To give full credit, director Stephen Brackett’s multi-ethnic cast and the message of self-acceptance are both welcome and healthy elements. And despite the fact that watered-down pop and rock have become ubiquitous show tune idioms, Iconis can crank out an effective number. Christine’s dreamy-sweet “I Love Play Rehearsal” is a paean to the pleasures of pretend and escape. Jeremy’s empowerment anthem “Loser Geek Whatever” honestly addresses the frustration beta kids feel in the teenage rat race. Best of all, the breakdown ballad “Michael in the Bathroom” gives the passionate Salazar a chance to shine. A fine example of the musical number as mini-drama, the song encapsulates the anguished defiance of a person abandoned by at a party, hiding out from public embarrassment.

A scene from Be More Chill.
A scene from Be More Chill. Maria Baranova

It’s a hard-working cast executing a lot of strenuous choreography (by Chase Brock) and singing their hearts out. But there are still tonal issues with the direction and songs, which tend to err on the side of cartoonish mania and goofy laughs at the expense of pathos or (heaven forbid) nuanced emotions. This is, after all, a show that begins with our hero unsuccessfully masturbating to Internet porn. Relatable, but not an auspicious introduction.

Ultimately, Be More Chill doesn’t have either the yearning and pain of Dear Evan Hansen, or the whip-smart satire of Mean Girls. Had the creative team trusted their audience to go darker or weirder, the material might have resonated beyond a Nickelodeon allegory of social conditioning and the dangers of corporate technology.
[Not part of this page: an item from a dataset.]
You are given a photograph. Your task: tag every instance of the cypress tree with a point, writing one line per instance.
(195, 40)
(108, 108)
Roland, who recently played the comic-relief sidekick in Dear Evan Hansen, is an appealing presence with a nice pop tenor, but he has trouble carrying a show with a character whose stakes, let’s face it, are pretty superficial. Besides Salazar, the production’s biggest delight is Stephanie Hsu, who makes her smart, sensible Christine engaging and vibrant, despite having too little to do. Joe Tracz’s sketchy, thin book should delve more into her life and Michael’s. Here’s yet another musical where a couple of songs might have been cut in favor of book scenes to strengthen the overall narrative.
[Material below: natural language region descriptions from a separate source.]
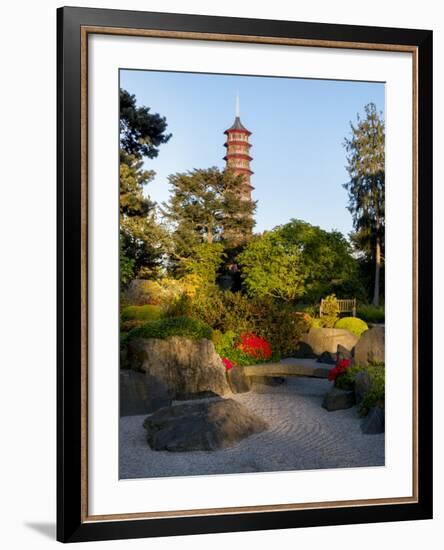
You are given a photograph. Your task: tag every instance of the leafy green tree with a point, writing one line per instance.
(126, 270)
(297, 260)
(141, 132)
(205, 206)
(205, 262)
(272, 267)
(366, 188)
(141, 236)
Still, I can understand why so many young (and not so young) people are drawn to Be More Chill. It’s broad but earnest, reflecting them as they cower in a bathroom or wish a magic capsule would endow confidence. It’s not depressive like Dear Evan Hansen. It actually seems to like teens and teen culture. I just hope the juniors that flock to this, Frozen, and SpongeBob SquarePants can grow up and appreciate more demanding stuff. Because that would be really cool.